Reducing annotation effort in digital pathology: A Co-Representation learning framework for classification tasks.

机构信息

IBM Zurich Research Lab, Zurich, Switzerland; Computer-Assisted Applications in Medicine, ETH Zurich, Zurich, Switzerland.

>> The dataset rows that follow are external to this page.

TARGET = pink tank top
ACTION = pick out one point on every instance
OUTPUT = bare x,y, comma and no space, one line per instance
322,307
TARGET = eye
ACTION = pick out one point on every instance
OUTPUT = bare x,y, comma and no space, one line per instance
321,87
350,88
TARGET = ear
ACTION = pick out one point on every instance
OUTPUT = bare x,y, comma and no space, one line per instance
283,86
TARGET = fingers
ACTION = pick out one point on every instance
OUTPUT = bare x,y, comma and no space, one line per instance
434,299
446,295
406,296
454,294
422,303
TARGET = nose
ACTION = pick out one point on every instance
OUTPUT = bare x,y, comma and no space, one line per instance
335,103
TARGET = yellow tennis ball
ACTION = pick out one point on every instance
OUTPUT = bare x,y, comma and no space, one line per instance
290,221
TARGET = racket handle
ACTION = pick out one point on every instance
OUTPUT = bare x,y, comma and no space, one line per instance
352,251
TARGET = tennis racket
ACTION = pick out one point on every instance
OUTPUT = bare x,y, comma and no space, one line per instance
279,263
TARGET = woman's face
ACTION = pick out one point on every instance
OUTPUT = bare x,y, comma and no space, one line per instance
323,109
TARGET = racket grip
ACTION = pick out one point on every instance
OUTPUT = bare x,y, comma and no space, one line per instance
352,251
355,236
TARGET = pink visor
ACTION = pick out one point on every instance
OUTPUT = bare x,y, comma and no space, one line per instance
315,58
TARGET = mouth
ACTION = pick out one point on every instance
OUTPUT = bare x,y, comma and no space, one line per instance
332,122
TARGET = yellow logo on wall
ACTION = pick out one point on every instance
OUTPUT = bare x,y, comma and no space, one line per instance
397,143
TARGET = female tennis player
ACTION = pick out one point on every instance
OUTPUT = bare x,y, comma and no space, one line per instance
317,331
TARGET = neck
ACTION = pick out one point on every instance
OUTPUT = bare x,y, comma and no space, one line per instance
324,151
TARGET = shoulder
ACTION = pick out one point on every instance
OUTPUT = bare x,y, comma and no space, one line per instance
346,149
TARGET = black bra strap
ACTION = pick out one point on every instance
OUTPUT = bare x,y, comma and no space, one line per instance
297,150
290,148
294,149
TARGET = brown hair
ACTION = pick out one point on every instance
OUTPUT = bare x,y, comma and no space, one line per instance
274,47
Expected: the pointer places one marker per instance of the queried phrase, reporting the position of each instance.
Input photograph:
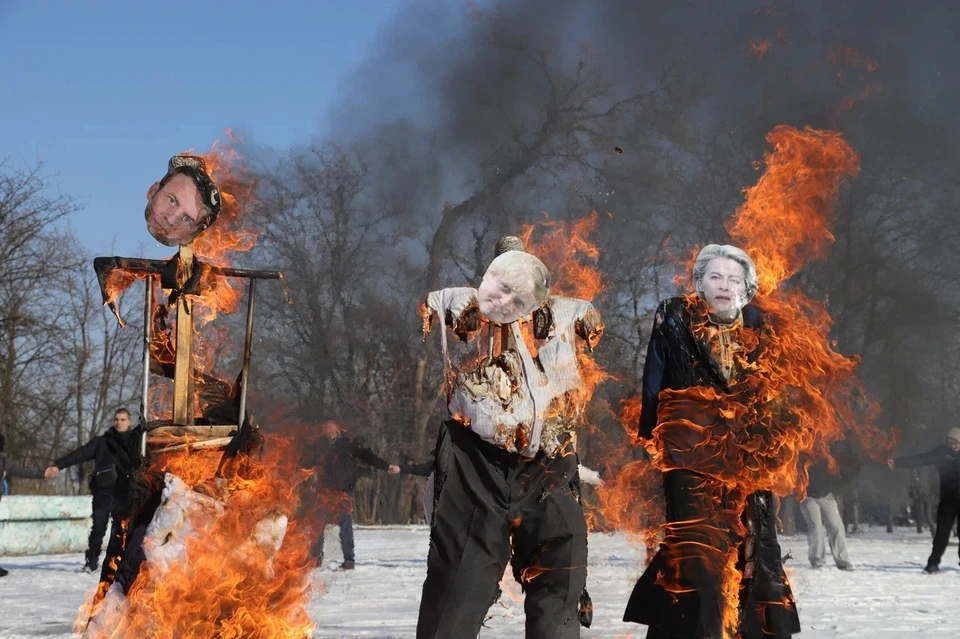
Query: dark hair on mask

IBM Zurich Research Lab, Zurich, Switzerland.

出版信息

Med Image Anal. 2021 Jan;67:101859. doi: 10.1016/j.media.2020.101859. Epub 2020 Oct 9.

Abstract

Classification of digital pathology images is imperative in cancer diagnosis and prognosis. Recent advancements in deep learning and computer vision have greatly benefited the pathology workflow by developing automated solutions for classification tasks. However, the cost and time for acquiring high quality task-specific large annotated training data are subject to intra- and inter-observer variability, thus challenging the adoption of such tools. To address these challenges, we propose a classification framework via co-representation learning to maximize the learning capability of deep neural networks while using a reduced amount of training data. The framework captures the class-label information and the local spatial distribution information by jointly optimizing a categorical cross-entropy objective and a deep metric learning objective respectively. A deep metric learning objective is incorporated to enhance the classification, especially in the low training data regime. Further, a neighborhood-aware multiple similarity sampling strategy, and a soft-multi-pair objective that optimizes interactions between multiple informative sample pairs, is proposed to accelerate deep metric learning. We evaluate the proposed framework on five benchmark datasets from three digital pathology tasks, i.e., nuclei classification, mitosis detection, and tissue type classification. For all the datasets, our framework achieves state-of-the-art performance when using approximately only 50% of the training data. On using complete training data, the proposed framework outperforms the state-of-the-art on all the five datasets.

摘要

数字病理学图像的分类在癌症诊断和预后中至关重要。深度学习和计算机视觉的最新进展通过为分类任务开发自动化解决方案,极大地改善了病理学工作流程。然而,获取高质量、特定于任务的大型标注训练数据的成本和时间受到观察者内和观察者间变异性的影响,因此这些工具的采用具有挑战性。为了解决这些挑战,我们提出了一种通过共同表示学习的分类框架,以最大限度地提高深度神经网络的学习能力,同时使用较少的训练数据。该框架通过联合优化分类交叉熵目标和深度度量学习目标来分别捕获类别标签信息和局部空间分布信息。我们引入了深度度量学习目标来增强分类能力,特别是在训练数据较少的情况下。此外,我们提出了一种基于邻域感知的多相似性采样策略和一种软多对目标,以优化多个信息丰富的样本对之间的相互作用,从而加速深度度量学习。我们在来自三个数字病理学任务(即核分类、有丝分裂检测和组织类型分类)的五个基准数据集上评估了所提出的框架。对于所有数据集,当使用大约 50%的训练数据时,我们的框架实现了最先进的性能。当使用完整的训练数据时,所提出的框架在所有五个数据集上都优于最先进的方法。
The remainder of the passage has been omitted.